During a recent webinar, Jessica Lukas, VP of consumer insights at BDS Analytics, and Larry Levin, EVP of market and shopper intelligence at IRI, gave their views on how the CBD market may develop in the coming years. In this third installment of the three-part series from the webinar, the two discuss how rapidly the CBD market is expanding its reach and how consumers are looking for more information about the CBD products they use.

Lukas says micro-dosing of edibles, or consuming less than 2.5mg of THC, is growing more than 100 percent year over year. Low dose, greater than 2.5mg and less than 10mg, is growing more than 70 percent.

“This marketplace is evolving and new and different product formats and delivery systems are emerging with that,” she says. “Further, more than 50 percent of consumers who consume edibles have chosen edible products based on the CBD content. Again, it is not fair to think about the CBD market as only as what is available in the general market. A lot of people are seeking products in the dispensary channel that are high CBD. And, it’s important to say of these people who have chosen products based on CBD content in the dispensary channel, almost 25 percent of them prefer a 10 to one ratio or higher. What that means is that ratio of CBD to THC.”

Consistency and trust are essential. Lukas says consumers are seeking a good experience. Consumers want manufacturers to do a better job of making product dosages reliable, and this is already happening at dispensaries. General market products will be held to this standard.

“You know, whether it’s a 15-mg CBD beverage or a 25-mg CBD beverage, those dosages need to be reliable and consumers need to have trust in what the brands are promising them,” Lukas says. “Even among non-consumers, again, it’s all about trust and wanting to understand the experience they are going to have.
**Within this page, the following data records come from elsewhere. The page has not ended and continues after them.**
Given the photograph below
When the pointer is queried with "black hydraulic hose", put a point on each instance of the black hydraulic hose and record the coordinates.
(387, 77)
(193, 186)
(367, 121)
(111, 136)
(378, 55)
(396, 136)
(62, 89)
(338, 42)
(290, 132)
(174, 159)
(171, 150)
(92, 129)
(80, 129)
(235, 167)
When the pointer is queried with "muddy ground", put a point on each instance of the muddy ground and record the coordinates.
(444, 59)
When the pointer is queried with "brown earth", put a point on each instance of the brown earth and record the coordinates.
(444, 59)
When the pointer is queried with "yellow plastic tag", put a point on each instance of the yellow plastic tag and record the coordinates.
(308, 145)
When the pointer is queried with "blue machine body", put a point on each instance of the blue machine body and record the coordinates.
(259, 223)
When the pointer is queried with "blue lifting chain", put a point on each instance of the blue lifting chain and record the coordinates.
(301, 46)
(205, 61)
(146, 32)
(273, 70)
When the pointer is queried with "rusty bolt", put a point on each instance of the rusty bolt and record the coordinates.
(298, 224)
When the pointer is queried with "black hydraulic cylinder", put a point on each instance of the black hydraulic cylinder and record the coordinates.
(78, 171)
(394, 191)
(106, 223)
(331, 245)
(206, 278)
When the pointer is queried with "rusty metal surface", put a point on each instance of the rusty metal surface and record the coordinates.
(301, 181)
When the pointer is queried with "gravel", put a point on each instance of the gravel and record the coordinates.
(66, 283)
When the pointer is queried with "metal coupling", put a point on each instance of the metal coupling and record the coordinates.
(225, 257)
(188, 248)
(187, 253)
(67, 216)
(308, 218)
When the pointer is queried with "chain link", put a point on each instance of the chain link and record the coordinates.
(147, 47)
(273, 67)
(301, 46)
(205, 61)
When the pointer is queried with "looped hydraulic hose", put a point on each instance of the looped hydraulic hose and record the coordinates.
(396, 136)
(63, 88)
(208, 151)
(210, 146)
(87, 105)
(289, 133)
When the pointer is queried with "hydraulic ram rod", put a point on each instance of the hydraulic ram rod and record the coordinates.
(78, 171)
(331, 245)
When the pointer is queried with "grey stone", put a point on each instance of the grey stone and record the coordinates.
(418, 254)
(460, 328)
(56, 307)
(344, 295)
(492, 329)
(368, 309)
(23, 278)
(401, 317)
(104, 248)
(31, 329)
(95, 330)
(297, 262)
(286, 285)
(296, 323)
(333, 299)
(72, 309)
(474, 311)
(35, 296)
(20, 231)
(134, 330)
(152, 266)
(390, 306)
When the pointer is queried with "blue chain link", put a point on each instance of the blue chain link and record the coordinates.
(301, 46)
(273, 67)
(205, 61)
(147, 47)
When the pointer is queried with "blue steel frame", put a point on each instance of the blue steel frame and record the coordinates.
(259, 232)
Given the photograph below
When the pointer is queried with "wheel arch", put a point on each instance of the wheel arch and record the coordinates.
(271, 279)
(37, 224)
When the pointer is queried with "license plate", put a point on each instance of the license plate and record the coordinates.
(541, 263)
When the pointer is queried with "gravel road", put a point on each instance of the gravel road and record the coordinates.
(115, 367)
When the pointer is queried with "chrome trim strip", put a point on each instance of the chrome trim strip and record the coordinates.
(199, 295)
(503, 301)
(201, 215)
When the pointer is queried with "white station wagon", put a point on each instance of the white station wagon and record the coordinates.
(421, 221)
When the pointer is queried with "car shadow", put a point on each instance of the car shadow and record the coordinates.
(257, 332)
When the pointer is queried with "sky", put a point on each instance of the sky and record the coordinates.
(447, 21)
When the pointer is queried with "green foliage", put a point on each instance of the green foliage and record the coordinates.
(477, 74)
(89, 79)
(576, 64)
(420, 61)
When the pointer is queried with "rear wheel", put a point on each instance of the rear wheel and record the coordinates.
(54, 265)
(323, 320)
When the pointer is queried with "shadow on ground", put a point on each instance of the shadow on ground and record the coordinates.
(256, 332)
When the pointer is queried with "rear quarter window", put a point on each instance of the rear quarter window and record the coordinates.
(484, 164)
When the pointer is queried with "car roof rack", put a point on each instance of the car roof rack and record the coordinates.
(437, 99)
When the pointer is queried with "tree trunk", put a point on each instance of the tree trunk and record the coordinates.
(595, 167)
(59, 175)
Among non-consumers specifically we see that people say that they don’t consume because it doesn’t fit their lifestyle or they don’t like how it makes them feel.”

Brands are positioning their products this way to make it easier for consumers to understand the functional benefits they are getting from products. Sales are being generated this way with “mood and effect-branded” products, Lukas says.

“The size of the cannabis consumer market continues to grow,” she says. “Even in states that have been legal for five-plus years. And when we break that down further and think about alcohol consumers and cannabis consumers separately and then determine the overlap, what you can see here in fully legal states again, Alaska, California, Colorado, Oregon, Washington, Nevada and Massachusetts, 45 percent of alcohol consumers 21 and older in those states are also cannabis consumers. When we look at cannabis consumers in those states, 65 percent of cannabis consumers in these states are also alcohol consumers. But when we start looking at the trends over time, this is where the risks start emerging. The percent of alcohol consumers consuming cannabis is increasing.”

But the percent of cannabis consumers consuming alcohol is decreasing over time. Lucas says that means as people convert to being a cannabis consumer, some are deciding to no longer drink alcohol.

Regarding future trends, Levin says it’s important to examine retailer adoption. A number of retailers have jumped in and seen the benefit. He cites Kroger, who plans to introduce CBD items in more than 1,300 stores in 22 states. A full-blown retail strategy is critical, he says.

“So, certainly Kroger is looking at the opportunities to satisfy its shoppers and their particular needs for products with this,” he says. “CVS is also jumping on the bandwagon here and having items that are sold in states from Alabama all the way to Tennessee, in eight states. So again, hemp-derived CBD products are answering the needs of individual shoppers…same thing with Walgreens selling CBD products. Whether of getting it in a grocery store, whether I’m getting it in a drugstore, whether I’m getting it in a gym, the opportunity for me to buy CBD products becomes really critical. And we are also seeing in Colorado where brands that have traditionally been sold in dispensaries are now making their way into stores like Walgreens. The opportunities are going to be ripe and rich across the whole of CPG where consumers can source these products.”